Beide. Ich kann jetzt für die Situation in Frankreich reden, aber ich denke, es gibt eine europaweite Tendenz. In Frankreich hat das Patronat keine Vorstellung der gewerkschaftlichen Arbeit. In Frankreich gibt es keine Aufteilung der Macht innerhalb der Betriebe. Das ist unser größtes Problem. Die Arbeitnehmer sollen die Wirtschaft mitgestalten, aber das Patronat denkt, es hätte das Monopol für diesen Bereich. Es ist aber unsere Arbeit, die den Reichtum schafft, also haben wir ein Recht auf Mitbestimmung.
Und wo sehen Sie die Probleme in der Politik?
Das große Problem ist, dass das Patronat oder das große Kapital immer mehr Einfluss auf die Politik hat. Die Bereiche verschmelzen zusehends. Entweder bekommen Wirtschaftsvertreter wichtige politische Posten oder Politiker bekommen wichtige Posten in der Wirtschaft. Es ist, als gebe es eine Drehtür zwischen den beiden Bereichen. Man könnte sich eigentlich schon die Lobbyisten sparen. Aber im Ernst, das ist ein riesiges Problem, denn man hat Regierungen an der Macht, die nicht mehr im allgemeinen Interesse der Gesellschaft entscheiden. Das konnte man noch kürzlich auf EU-Ebene beobachten.
Dem Sozialdumping wird somit Tür und Tor geöffnet. Das ist ein sozialer Rückschritt um 200 Jahre.
Sie reden von der gescheiterten Direktive zur Regulierung der Plattformarbeit?

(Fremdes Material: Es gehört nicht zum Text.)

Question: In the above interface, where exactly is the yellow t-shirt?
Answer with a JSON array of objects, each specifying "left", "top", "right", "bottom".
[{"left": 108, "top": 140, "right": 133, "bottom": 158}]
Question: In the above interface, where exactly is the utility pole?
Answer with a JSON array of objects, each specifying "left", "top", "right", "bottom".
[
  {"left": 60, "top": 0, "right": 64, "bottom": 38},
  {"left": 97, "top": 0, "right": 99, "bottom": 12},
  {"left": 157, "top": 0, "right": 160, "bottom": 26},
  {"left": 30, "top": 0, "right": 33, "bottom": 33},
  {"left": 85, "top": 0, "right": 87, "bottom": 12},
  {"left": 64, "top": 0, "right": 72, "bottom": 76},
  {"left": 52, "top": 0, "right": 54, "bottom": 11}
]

Genau, die nicht zuletzt wegen Frankreich gescheitert ist. Da wir als Gewerkschaft nicht einmal von der Regierung zurate gezogen wurden, habe ich keine direkten Informationen zu den Verhandlungen. Aber vor einigen Monaten haben Journalisten in den sogenannten „Uberfiles“ die engen Beziehungen zwischen Emmanuel Macron und dem CEO von Uber offengelegt. Da zeigt sich, dass die französische Regierung in den Diensten von Uber und den großen Plattform-Unternehmen handelt. Und das kann dramatische Konsequenzen haben. Wenn dieser Bereich nicht reguliert wird, werden immer mehr Unternehmen ihre Arbeitskräfte als Scheinselbstständige anstellen. Dem Sozialdumping wird somit Tür und Tor geöffnet. Das ist ein sozialer Rückschritt um 200 Jahre.
Verlagert sich die gewerkschaftliche Arbeit zusehends nach Brüssel oder Straßburg, also nach Europa?
Ja, ganz klar. Wir befinden uns heute in einer Europäischen Union aus 27 Ländern. Während oftmals mit dem Finger auf die neuen Mitglieder aus Osteuropa gezeigt wird, sind es heute Frankreich und Deutschland, die Europa blockieren. Länder, die früher einmal führend waren, was den sozialen Fortschritt und die Menschenrechte angeht. Das hat sich aber in den vergangenen Jahren verändert. Dass diese Länder heute den sozialen und ökologischen Fortschritt auf EU-Ebene bremsen, ist ein Skandal.
Wie müssen sich die Gewerkschaften denn für diesen europäischen Kampf aufstellen?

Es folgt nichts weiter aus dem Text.